Home Depot’s threats—close competitors, substitutes, and the U.S. market—were related to its weaknesses. This study and others showed that expanding its supply chain and global footprint would boost growth.
SWOT Analysis: 4 Steps?
SWOT means strengths, weaknesses, opportunities, and threats. Two steps can analyze these four aspects. First, a company evaluates its internal strengths and weaknesses. A company then assesses external factors affecting its business. These external factors may offer or threaten operations.
Writing a SWOT Analysis: How?
SWOT analysis involves assessing a company’s strengths, weaknesses, opportunities, and threats. Start by listing questions for each element. The questions guide SWOT analysis and list balance. The SWOT framework is usually a 4-cell table with quadrants for each element. Opportunities and threats follow strengths and weaknesses.
SWOT Analysis—Why?
A SWOT analysis helps a company strategically identify strengths and weaknesses. SWOT analysis also examines a company’s weaknesses. With this information, a company can make better decisions to preserve its strengths, capitalize on its weaknesses, mitigate risk, and plan for future events that may harm it.
SWOT Analysis: How-To with Table and Example
Business-strategy meetings benefit from SWOT analyses. Discussing the company’s strengths and weaknesses, opportunities and threats, and ideas with everyone in the room is powerful. During the session, your SWOT analysis may change to include factors you didn’t know about.

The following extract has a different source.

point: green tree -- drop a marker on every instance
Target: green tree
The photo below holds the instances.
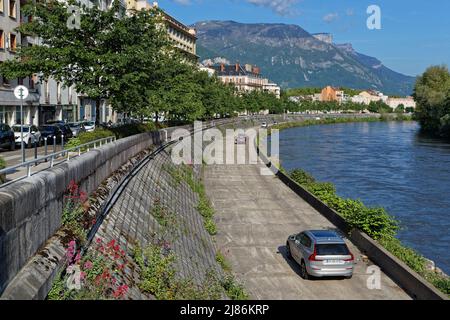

SWOTs can be used for business strategy sessions or departments like marketing, production, or sales. Before committing, you can see how the SWOT analysis strategy will affect the segments below. You can also use a segment-specific SWOT analysis to inform an overall SWOT analysis.
SWOT has its drawbacks. It should be used with other business planning methods. Each category point is prioritized differently. SWOT ignores weight differences. Thus, another planning method is needed to analyze further.